Konkret bedeutet das, dass in den Kommoden und Schränken, in Schubladen und auf Kleiderstangen der deutschen Haushalte rund 5,2 Milliarden Kleidungsstücke liegen oder hängen. Ein Drittel der Befragten gab sogar an, mehr als 100 bis hin zu mehr als 300 Textilteile zu besitzen.
Jedes fünfte Kleidungsstück liegt nur im Schrank
Jedes fünfte Kleidungsstück wird laut der Studie sogar so gut wie nie getragen. Was zu einer saftigen Summe führt: Rund 1 Milliarde Kleidungsstücke liegen gänzlich ungenutzt im Schrank. Zwar ist die Studie schon einige Jahre alt, im Ergebnis dürfte sich aber nicht viel geändert haben.
Die Folgen sind klar, sagt Wacker. Der gestiegene Konsum belaste die Umwelt. "Am coolsten wäre es, wenn es für jeden Fast-Fashion-Shop eine Alternative gibt", findet deshalb der Ebelsbacher.
Also ein Secondhand-Geschäft in den innerstädtischen Einkaufsstraßen, zwischen Modegiganten wie H&M oder Zara. Dann hätten die Menschen beim Einkaufen vor Ort stets die Wahl, bereits getragene Kleidung noch eine zweite Chance zu geben, erklärt er die Intention. Vielleicht könne es dort dann irgendwann auch mal einen Wacker-Vintage-Laden geben, "damit es in Sachen Nachhaltigkeit in kleinen Schritten vorangeht." Der Jungunternehmer schmunzelt: "Das wäre dann aber wahrscheinlich unbezahlbar."

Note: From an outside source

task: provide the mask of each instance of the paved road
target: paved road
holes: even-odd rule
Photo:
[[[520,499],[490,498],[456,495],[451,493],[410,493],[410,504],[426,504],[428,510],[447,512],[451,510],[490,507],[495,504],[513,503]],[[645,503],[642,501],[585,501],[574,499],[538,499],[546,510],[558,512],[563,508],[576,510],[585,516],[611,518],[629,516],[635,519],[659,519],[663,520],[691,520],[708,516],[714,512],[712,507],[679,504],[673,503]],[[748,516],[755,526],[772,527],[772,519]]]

Deshalb hat Oli Wacker eine andere Idee: Künftig möchte er mit Wacker-Vintage auch über einen Pop-Up-Store die Menschen erreichen. Das Konzept nennt sich so, weil ein solches Geschäft nur temporär für einen kurzen Zeitraum öffnet, es "poppt" quasi auf und verschwindet danach wieder. Bis es so weit ist, dauere es allerdings noch ein wenig, so Wacker. Doch gut Ding will Weile haben, heißt es ja bekanntlich.